Objectives: Novel biomarkers indicative of drug-induced
kidney injury (DIKI) in dogs would have significant application in
preclinical drug development. We conducted a feasibility study to identify
genomic expression profiles for monitoring progressive, acute DIKI in dogs.
Materials and Methods: Animals were intramuscularly administered either 0.9%
physiological saline or gentamicin (40 mg/kg/day) for 10 consecutive days
and euthanized on day 11. Serum and urine samples were collected at various
time points and kidney samples were collected at necropsy for biomarker
measurements. Results: Acute gentamicin-induced renal histopathology changes
were localized to the proximal convoluted tubules and characterized as slight-to-marked,
diffuse cortical-medullary tubular epithelial degeneration/necrosis.
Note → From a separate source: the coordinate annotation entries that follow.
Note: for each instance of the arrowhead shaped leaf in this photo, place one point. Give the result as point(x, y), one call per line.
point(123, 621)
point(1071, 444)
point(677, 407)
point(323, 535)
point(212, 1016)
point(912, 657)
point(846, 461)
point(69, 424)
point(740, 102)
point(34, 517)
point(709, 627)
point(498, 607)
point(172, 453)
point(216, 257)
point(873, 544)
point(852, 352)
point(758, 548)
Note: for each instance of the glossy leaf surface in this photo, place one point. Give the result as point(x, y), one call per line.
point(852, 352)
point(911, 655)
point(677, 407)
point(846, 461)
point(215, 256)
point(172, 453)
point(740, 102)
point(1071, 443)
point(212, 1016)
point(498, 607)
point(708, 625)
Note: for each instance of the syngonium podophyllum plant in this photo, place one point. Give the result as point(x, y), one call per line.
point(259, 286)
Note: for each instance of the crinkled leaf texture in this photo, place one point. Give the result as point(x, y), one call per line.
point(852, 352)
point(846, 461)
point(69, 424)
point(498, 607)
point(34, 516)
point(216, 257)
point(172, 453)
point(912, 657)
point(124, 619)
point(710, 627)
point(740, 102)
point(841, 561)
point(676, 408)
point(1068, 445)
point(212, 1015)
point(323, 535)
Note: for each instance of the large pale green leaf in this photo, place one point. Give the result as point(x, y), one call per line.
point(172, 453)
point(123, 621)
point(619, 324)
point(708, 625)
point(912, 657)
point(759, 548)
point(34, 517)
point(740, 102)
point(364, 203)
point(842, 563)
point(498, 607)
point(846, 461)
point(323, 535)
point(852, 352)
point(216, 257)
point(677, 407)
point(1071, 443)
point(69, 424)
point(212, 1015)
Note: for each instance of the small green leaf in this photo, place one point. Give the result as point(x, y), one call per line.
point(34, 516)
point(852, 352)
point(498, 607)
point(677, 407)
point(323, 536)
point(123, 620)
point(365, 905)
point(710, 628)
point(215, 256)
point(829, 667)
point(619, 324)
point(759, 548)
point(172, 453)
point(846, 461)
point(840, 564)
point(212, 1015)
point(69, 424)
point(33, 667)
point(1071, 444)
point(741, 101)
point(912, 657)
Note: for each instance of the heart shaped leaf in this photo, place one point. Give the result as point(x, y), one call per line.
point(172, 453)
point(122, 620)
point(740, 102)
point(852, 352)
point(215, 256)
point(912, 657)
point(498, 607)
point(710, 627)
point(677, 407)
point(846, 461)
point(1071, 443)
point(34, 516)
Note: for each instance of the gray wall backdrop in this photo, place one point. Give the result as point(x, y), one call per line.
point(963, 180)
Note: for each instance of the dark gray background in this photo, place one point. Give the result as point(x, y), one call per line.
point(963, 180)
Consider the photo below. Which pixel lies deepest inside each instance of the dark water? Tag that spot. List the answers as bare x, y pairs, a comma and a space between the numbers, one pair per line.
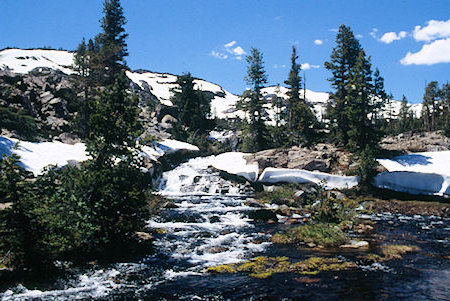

Serum creatinine
(sCr) and blood urea nitrogen (BUN) elevations suggestive of mild renal
dysfunction were first observed on days 7 to 8. Gentamicin-induced increased urinary kidney
injury molecule-1 (KIM-1) mRNA was observed on day 6 preceding
detectable elevations of sCr and/or BUN. Increased urinary KIM-1 mRNA
correlated with multifocal KIM-1 immunostaining in the corticomedullary tubular
epithelial cells. Microarray analysis revealed changes in additional mRNA
expression products detected in urine and/or kidney that should be further
investigated for use as potential biomarkers for acute gentamicin related
nephrotoxicity in dogs. Conclusion: These findings suggested the utility of
non-invasive urinary genomic parameters for monitoring acute DIKI in dogs.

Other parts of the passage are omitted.